Eventually, all managers learn that if they want a person to make some changes, whether stopping a frustrating behavior or gaining new skills, motivation is going to be at the center of the behavioral change. Motivation, that prompting to behave in a certain way, is just very, very important.**
But, a recent global survey by Nik Kinley and Shlomo Ben-Hur found that only 28% of more than 500 global managers and leaders were confident they could motivate people to change. And only 10% of that group said they felt confident that the changes would stay changed over time. The issue then is not what changes need to take place, but how to do it.
The beginning place for making change is understanding personal or inner motivation, what researchers call intrinsic motivation. Intrinsic motivation developed out of cognitive psychology and self-determination theory. Initially identified in the 1970s and 80s, it has evolved over time and been put to very successful use. Understanding intrinsic motivation is highly important because. . .
The key ingredients of personal motivation are very clear-cut: autonomy, mastery and connection.
Autonomy is the sense of being in control and having a free choice. Research reveals that people with a high level of autonomy will sustain their efforts, perform well and achieve their goals. Managers can offer choices, offer feedback and ask for employee ideas and opinions. When these processes are supported by a positive—and optimistic--tone, managerial input goes a long way toward providing employee autonomy.
Mastery is the belief in one’s own ability or proficiency to perform a task or change a behavior. The most useful form of praise details and qualifies the actions the person has taken to achieve an objective. “I noticed that you laid out your schedule, stuck to it and achieved the objective in very timely fashion. I deeply appreciate being able to count on you.” In other words, think more deeply about what a person is doing right rather than what a person is doing wrong.
Connection is about whether you feel a sense of relationship to your job, its underlying purpose--and the people involved. Research by Duke University’s Dan Ariely reveals that simply being able to see purpose in what we are doing can significantly enhance performance. The most basic connection technique is to clearly establish “why” a task or job is important and needs to be done. Making the importance of a job change personal can be just as motivating as changes chosen by an individual. The old industrial age managerial rationale for a job change, “because I said so,” is long dead in the water. Furthermore, assuming that a person understands the “why” of a job without specific input is a huge presumption.

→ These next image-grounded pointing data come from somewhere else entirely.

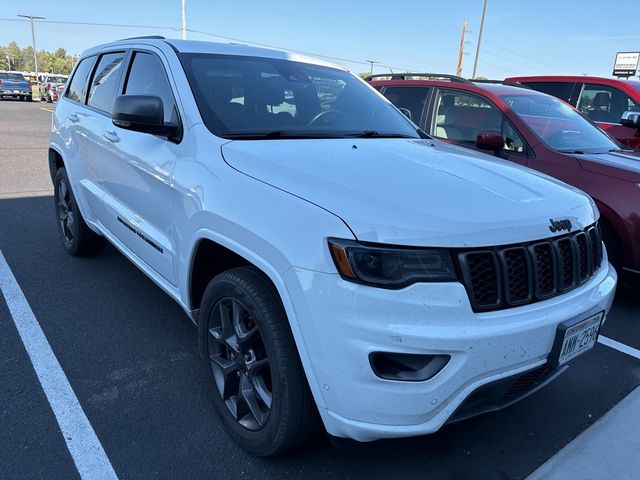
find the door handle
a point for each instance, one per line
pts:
(112, 136)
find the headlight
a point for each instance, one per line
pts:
(390, 267)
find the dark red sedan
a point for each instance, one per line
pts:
(536, 130)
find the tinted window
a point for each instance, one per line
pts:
(247, 97)
(12, 76)
(560, 90)
(78, 87)
(105, 82)
(147, 77)
(461, 116)
(605, 104)
(558, 125)
(411, 98)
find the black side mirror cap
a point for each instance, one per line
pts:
(142, 113)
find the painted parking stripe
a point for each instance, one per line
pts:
(83, 444)
(621, 347)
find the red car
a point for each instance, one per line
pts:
(537, 130)
(603, 100)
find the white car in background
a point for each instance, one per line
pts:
(340, 264)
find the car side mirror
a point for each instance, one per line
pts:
(142, 113)
(492, 141)
(631, 119)
(406, 112)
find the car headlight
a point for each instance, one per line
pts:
(390, 267)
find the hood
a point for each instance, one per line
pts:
(619, 164)
(415, 192)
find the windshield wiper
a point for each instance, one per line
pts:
(375, 134)
(277, 134)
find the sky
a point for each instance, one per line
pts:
(521, 37)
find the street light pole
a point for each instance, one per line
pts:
(184, 20)
(33, 39)
(475, 63)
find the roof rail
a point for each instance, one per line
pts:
(502, 82)
(407, 75)
(146, 37)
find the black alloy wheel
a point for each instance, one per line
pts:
(239, 363)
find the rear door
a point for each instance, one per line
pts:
(459, 116)
(605, 105)
(137, 181)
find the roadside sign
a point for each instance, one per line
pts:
(626, 64)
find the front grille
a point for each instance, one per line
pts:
(503, 277)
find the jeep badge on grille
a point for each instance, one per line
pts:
(558, 225)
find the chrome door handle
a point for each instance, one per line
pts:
(111, 136)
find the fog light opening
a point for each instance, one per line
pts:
(407, 367)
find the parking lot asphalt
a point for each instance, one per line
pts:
(130, 354)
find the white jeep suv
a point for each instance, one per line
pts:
(340, 264)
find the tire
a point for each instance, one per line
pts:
(263, 364)
(77, 238)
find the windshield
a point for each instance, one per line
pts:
(12, 76)
(252, 98)
(558, 125)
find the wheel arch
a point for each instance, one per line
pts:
(211, 242)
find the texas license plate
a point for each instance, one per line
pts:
(573, 339)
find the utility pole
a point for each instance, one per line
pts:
(184, 19)
(475, 63)
(461, 51)
(33, 39)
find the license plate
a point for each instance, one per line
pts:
(575, 338)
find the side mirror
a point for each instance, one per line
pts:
(492, 141)
(631, 119)
(406, 112)
(142, 113)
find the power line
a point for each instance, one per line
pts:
(232, 39)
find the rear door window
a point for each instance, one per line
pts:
(411, 98)
(602, 103)
(104, 83)
(78, 87)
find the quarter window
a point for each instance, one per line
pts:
(78, 87)
(147, 77)
(411, 98)
(460, 117)
(105, 81)
(605, 104)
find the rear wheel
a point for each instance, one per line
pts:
(259, 387)
(77, 238)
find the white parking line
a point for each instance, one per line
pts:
(621, 347)
(83, 444)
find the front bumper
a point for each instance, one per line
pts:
(341, 323)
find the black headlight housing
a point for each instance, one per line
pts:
(391, 266)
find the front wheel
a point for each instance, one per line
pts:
(77, 238)
(259, 387)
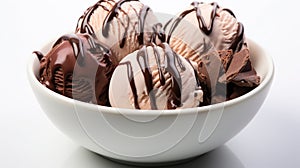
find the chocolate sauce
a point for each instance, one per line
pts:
(158, 32)
(67, 68)
(142, 19)
(132, 84)
(203, 26)
(114, 12)
(171, 59)
(239, 40)
(207, 29)
(175, 100)
(143, 61)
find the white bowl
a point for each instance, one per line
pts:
(145, 136)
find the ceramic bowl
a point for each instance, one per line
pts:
(153, 136)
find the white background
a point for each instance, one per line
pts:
(29, 139)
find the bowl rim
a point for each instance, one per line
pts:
(32, 60)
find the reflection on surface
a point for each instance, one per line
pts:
(221, 157)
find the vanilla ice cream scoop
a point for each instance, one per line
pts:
(206, 23)
(154, 77)
(122, 25)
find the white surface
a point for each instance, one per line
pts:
(29, 139)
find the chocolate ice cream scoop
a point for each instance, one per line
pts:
(79, 67)
(122, 25)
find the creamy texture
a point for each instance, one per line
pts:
(211, 37)
(78, 67)
(155, 77)
(122, 25)
(200, 57)
(209, 23)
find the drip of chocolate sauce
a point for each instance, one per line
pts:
(142, 58)
(113, 13)
(206, 29)
(60, 62)
(132, 84)
(170, 58)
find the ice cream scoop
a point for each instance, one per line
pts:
(122, 25)
(206, 22)
(79, 67)
(154, 77)
(212, 38)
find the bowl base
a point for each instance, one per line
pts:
(150, 164)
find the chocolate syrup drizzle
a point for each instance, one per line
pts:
(169, 66)
(61, 60)
(203, 26)
(114, 13)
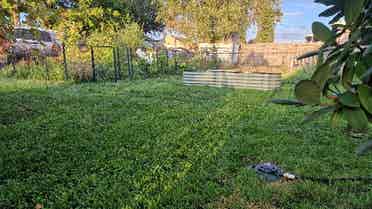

In our highly individualistic American culture, the idea that motivation should be engineered from the inside out, rather than the outside in, is the default belief. But in business, and actually in all of life, a wide body of research reveals that motivation depends on other people. If, for example, you’re working in a company where execs make all the decisions for you, there’ll be little in the way of free choice. Or if no one is confirming your ability to perform a task, or you can’t figure out the quality of your task performance, your needs for mastery are going to be unfulfilled. And if the purpose for completing a task is not clear, makes no sense to you, or you don’t like working with a given team, then the idea of connection or relatedness will be small indeed.
The challenge of these three ingredients is that the most relevant ingredient will vary between people. Autonomy may not be as important for one person as for another. And one person may have mastery as a high priority while another sees connection as their highest priority. Furthermore, if a person focuses on only one motivational key—say mastery—over time, that person will be performing at lower levels and, at least in today’s economy, looking to move on to another job or company.
Recent surveys reveal that a high proportion of workers are very unhappy with their jobs. It’s inevitable that when a person’s motivational needs are not satisfied, firms are going to have some very unhappy, unmotivated, low performing people. The converse is truer still: when the environment offers a context for intrinsic motivation, it drives and improves the performance of the staff.
**See especially Nik Kinley and Shlomo Ben-Hur, Changing Employee Behavior. (London: Palgrave Macmillan), 2015.